2.3. Viral Titration and Measurement of Cytokines in Bronchoalveolar Lavage (BAL) Fluids

For viral titration and cytokine measurements, bronchoalveolar lavage (BAL) fluids from infected mice were collected at the indicated time points by washing with 1 ml of PBS [16].

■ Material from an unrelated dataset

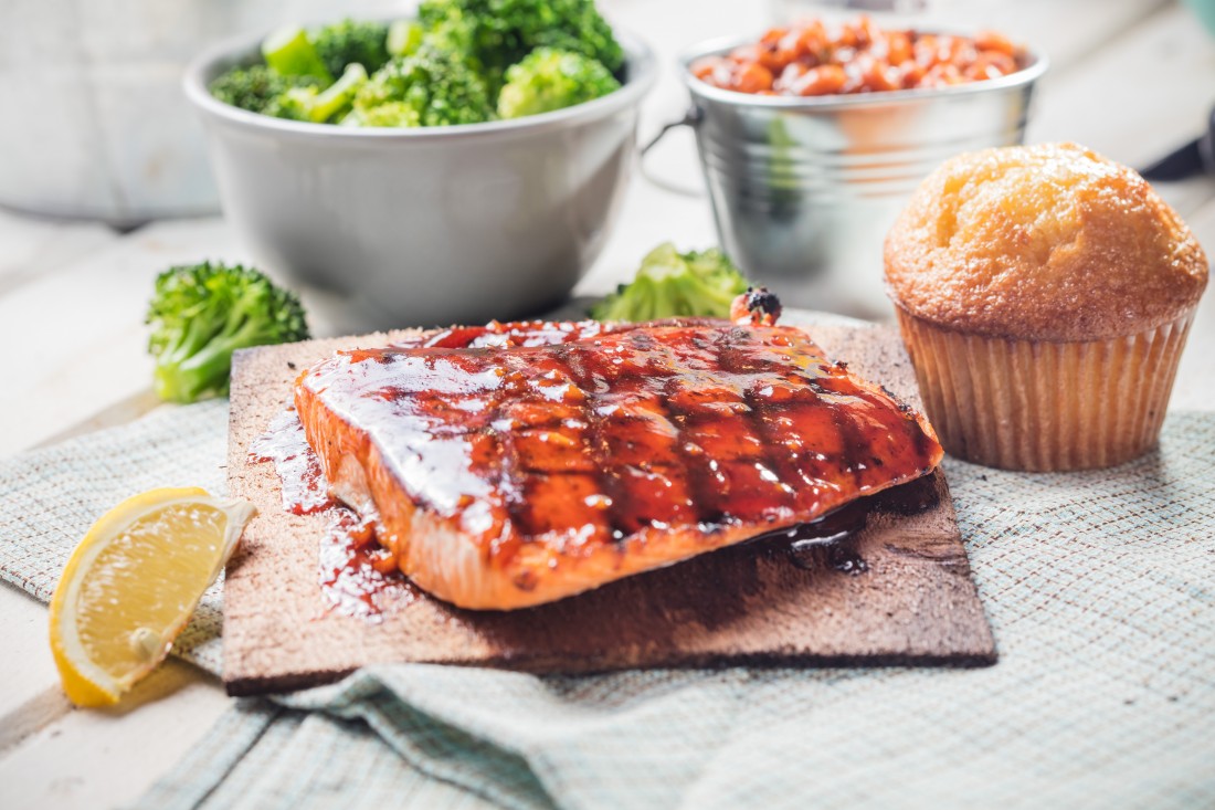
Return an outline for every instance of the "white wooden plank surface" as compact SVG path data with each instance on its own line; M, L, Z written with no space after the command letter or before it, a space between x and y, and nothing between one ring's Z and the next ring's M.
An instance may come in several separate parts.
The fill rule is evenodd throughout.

The viral titers were determined by a standard PR8 plaque assay on Madin–Darby canine kidney (MDCK) cells, as previously reported [17]. Briefly, MDCK cells (1 × 10⁶ cells/well) were cultured in a 6-well plate and incubated in Dulbecco’s Modified Eagle Medium (DMEM) with 10% fetal bovine serum (FBS) and 1% penicillin/streptomycin (Welgene, Daegu, Korea) overnight at 37 °C. After confluency, culture media were removed, and serially-diluted BAL fluids (200 μL) were added to the wells. Cells were then incubated at 37 °C for 1 h with shaking every 20 min, after which they were washed twice with PBS. Afterwards, cells were incubated with 2 ml of a 0.6% agarose medium per well at 37 °C for 72 h. The number of plaques was counted.

The levels of IL-6, IL-12p40, and IL-33 in BAL fluids were measured by an enzyme-linked immunosorbent assay (ELISA; BD Bioscience, San Jose, CA, USA), according to the manufacturer’s protocol.